Hard West opens with a sepia-toned corpse hanging from a tree in the middle of a lonesome desert—an appropriate way to kick off a game that tells a story of tragedy, betrayal and the true nature of evil. Indeed, it’s the game’s engaging genre mashup of spaghetti westerns and paranormal horror that brings the player along for some exciting turn-based combat.

 

The storyline follows a family that is seemingly cursed with bad luck, which leads to increasingly bad decisions regarding mysterious strangers and deals that are too good to be true. After playing through a tutorial mission that works its way nicely into the main story, the player controls the fate of this family as they obtain a mining license and try to strike it rich through digging for gold. This part of the game has a nice simulation feel to it—the player can navigate to different areas on a dusty map in an effort to mine as much gold as possible. The meat of Hard West’s storyline plays out in this simulation mode, told with some gravelly voice-over work and tense dialogue. It’s also a sly introduction to Hard West’s fixation on risk vs. reward, since players can invest more money for more complicated mining and stand to gain or lose money.

 

Risk and reward are also heavily involved in Hard West’s combat scenarios.
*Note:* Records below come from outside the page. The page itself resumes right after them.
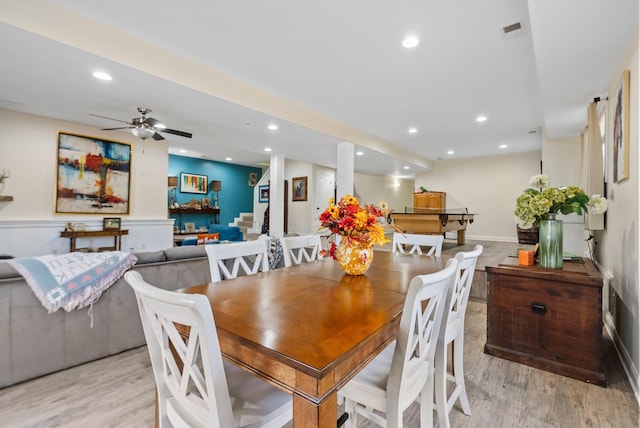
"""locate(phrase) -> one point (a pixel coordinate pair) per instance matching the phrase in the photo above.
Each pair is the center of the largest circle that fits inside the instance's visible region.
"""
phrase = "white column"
(344, 173)
(276, 196)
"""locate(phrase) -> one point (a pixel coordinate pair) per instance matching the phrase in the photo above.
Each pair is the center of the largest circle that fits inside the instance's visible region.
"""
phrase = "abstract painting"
(94, 175)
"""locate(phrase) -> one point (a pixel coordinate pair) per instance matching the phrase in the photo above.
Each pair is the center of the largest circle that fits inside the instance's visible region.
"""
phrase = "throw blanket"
(73, 280)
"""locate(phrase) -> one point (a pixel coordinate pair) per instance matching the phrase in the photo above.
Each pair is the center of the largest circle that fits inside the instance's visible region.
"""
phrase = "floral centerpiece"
(359, 230)
(539, 200)
(538, 206)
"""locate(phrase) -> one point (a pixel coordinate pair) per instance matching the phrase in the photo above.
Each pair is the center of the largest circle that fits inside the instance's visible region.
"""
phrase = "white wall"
(618, 244)
(29, 225)
(487, 186)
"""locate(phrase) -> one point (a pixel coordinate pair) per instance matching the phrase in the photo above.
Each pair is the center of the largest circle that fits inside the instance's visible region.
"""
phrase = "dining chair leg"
(459, 377)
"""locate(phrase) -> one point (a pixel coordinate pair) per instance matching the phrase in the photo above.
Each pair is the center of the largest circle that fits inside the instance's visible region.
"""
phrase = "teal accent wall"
(235, 197)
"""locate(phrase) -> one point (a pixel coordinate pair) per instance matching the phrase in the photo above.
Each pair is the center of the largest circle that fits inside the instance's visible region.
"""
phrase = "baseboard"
(625, 358)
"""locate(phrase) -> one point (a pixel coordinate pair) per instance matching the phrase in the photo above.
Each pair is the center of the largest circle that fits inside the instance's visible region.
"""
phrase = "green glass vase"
(551, 242)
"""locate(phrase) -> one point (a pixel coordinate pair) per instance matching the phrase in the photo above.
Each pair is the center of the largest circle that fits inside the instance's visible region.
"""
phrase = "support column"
(344, 173)
(276, 196)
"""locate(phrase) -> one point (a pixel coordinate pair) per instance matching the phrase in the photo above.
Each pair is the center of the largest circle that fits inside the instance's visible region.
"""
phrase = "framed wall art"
(111, 223)
(193, 183)
(263, 193)
(94, 175)
(299, 185)
(621, 129)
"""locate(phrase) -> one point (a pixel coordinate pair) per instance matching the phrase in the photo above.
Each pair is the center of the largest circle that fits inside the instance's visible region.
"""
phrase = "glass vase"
(551, 242)
(353, 258)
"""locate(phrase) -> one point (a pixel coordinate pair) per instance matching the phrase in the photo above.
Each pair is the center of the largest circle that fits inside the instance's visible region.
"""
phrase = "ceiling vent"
(512, 31)
(511, 28)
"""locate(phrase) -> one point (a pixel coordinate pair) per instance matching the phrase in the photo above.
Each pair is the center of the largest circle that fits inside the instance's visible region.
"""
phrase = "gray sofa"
(36, 343)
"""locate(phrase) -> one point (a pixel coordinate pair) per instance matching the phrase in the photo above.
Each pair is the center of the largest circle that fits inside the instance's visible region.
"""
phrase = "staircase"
(245, 222)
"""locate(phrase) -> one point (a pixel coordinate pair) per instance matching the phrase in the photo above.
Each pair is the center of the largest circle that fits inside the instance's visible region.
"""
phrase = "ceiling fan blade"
(110, 118)
(174, 132)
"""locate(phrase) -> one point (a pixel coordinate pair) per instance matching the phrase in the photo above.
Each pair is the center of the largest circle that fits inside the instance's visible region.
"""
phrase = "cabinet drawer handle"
(538, 308)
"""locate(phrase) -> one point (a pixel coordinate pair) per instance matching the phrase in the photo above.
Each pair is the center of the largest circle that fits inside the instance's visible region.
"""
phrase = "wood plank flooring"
(119, 392)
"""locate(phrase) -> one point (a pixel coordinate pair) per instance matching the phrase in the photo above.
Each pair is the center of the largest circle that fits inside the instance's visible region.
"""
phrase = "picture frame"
(111, 223)
(263, 193)
(621, 128)
(299, 188)
(93, 175)
(193, 183)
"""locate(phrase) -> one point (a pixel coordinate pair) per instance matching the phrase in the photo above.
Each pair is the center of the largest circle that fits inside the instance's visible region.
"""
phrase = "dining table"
(308, 329)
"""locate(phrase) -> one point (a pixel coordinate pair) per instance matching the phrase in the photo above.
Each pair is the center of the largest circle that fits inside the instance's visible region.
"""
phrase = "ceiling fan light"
(143, 133)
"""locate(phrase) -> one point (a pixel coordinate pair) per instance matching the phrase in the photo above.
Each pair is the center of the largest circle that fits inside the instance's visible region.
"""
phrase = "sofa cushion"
(188, 252)
(150, 257)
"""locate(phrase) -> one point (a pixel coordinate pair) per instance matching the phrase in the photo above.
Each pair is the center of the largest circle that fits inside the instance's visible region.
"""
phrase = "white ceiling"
(325, 72)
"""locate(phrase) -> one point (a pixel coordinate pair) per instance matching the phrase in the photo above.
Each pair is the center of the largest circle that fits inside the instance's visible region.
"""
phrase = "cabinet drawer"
(558, 322)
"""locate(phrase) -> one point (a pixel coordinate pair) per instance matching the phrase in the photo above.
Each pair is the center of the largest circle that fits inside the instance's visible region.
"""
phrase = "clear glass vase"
(551, 242)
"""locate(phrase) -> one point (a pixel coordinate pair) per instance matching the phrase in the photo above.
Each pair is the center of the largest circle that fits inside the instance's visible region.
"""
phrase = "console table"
(550, 319)
(213, 212)
(73, 235)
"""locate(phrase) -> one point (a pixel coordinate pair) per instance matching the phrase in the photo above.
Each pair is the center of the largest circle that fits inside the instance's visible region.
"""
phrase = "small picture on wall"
(193, 183)
(263, 193)
(299, 185)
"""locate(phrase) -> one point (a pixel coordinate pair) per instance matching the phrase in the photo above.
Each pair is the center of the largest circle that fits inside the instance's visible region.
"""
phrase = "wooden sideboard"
(74, 235)
(214, 213)
(437, 200)
(550, 319)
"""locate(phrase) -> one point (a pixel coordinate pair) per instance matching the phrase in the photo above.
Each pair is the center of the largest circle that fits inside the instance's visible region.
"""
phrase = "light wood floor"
(119, 392)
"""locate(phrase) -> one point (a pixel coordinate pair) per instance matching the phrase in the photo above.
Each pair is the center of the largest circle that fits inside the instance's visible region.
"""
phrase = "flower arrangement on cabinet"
(357, 224)
(540, 199)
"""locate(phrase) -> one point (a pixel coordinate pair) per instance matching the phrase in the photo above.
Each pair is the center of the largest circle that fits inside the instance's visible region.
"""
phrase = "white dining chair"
(453, 333)
(195, 387)
(300, 249)
(250, 256)
(417, 241)
(403, 372)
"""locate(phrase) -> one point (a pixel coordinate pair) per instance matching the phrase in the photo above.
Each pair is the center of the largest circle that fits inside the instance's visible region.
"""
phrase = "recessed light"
(410, 42)
(101, 75)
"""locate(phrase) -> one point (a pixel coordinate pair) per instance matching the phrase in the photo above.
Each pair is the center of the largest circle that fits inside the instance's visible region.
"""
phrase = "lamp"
(216, 186)
(144, 131)
(172, 183)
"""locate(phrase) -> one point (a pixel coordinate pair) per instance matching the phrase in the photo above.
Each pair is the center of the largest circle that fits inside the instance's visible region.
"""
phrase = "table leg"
(308, 414)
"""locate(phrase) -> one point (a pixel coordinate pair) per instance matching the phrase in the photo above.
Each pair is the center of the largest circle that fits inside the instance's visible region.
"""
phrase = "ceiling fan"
(145, 127)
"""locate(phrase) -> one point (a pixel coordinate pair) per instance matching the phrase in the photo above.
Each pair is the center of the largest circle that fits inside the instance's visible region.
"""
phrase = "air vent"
(511, 28)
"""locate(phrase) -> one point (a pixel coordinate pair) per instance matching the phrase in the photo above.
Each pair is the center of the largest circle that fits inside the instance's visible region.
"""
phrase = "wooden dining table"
(308, 329)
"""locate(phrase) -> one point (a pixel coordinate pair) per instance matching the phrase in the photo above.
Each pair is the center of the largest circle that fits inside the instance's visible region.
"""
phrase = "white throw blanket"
(73, 280)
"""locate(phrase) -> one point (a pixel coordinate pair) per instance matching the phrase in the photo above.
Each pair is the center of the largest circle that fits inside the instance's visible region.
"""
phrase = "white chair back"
(192, 389)
(300, 249)
(195, 387)
(226, 260)
(453, 331)
(403, 372)
(417, 241)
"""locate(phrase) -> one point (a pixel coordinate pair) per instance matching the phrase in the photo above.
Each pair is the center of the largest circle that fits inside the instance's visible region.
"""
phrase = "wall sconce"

Sure, it’s easy to draw comparisons between Hard West and XCOM: Enemy Unknown—as both games feature squads that can be ordered around on a grid-based level and are a bit punishing when a squad member dies—but Hard West has added some little tweaks that make turn-based combat unique. First of all, Hard West gives players the ability to complete stealth missions in some scenarios. With stealth missions, each squad member gets one action point for movement, but if they’re close enough to an enemy, they can use a subdue ability to take the bad guy out of the picture for a few turns. During combat, each player has a luck meter that depletes every time someone takes a shot at them and misses—the upside is that it refills every time your squad member misses a shot. While turn-based combat is defined by chance-to-hit percentages, this luck variable makes taking a gamble much more interesting.

 

Rifles, pistols and shotguns are the workhorses of Hard West’s combat, and each squad member has different gunslinging abilities that they bring to the fight. However, it’s when the game’s paranormal side kicks in that things get really interesting. There’s nothing quite like seeing a member of your squad ignite with demonic fire as they fan their Colt .45, filling an enemy with lead. Squad abilities can also be magnified with Hard West’s unique card-based upgrade tree. After every encounter, the team gets a face card which can be added to grant skills like life regeneration or buffs to a character’s aim. Poker suits can be combined to increase these bonuses, so Hard West players have a big incentive to complete as many side quests and bonus objectives as possible.

 

In order to best capture the hellish frontier of Hard West, the game employs cel-shaded graphics that lend a comic book-like feel to the game. At first, I thought this was an odd choice. The more Hard West immersed me in its story, however, the more I understood this artistic decision. It lends a surreal, dreamlike quality to the game which only adds to the characters’ individual battles with madness and grief. There’s a waking nightmare quality to Hard West, and the graphics make the action unfold as if we were seeing it on yellowed film spinning through an ancient 16mm camera.

 

Doom and gloom are omnipresent in Hard West. Every decision has a dark side, and every risk costs a bit of the player’s soul. It’s a well-executed game that subtly bends multiple genres into a haunting gameplay experience.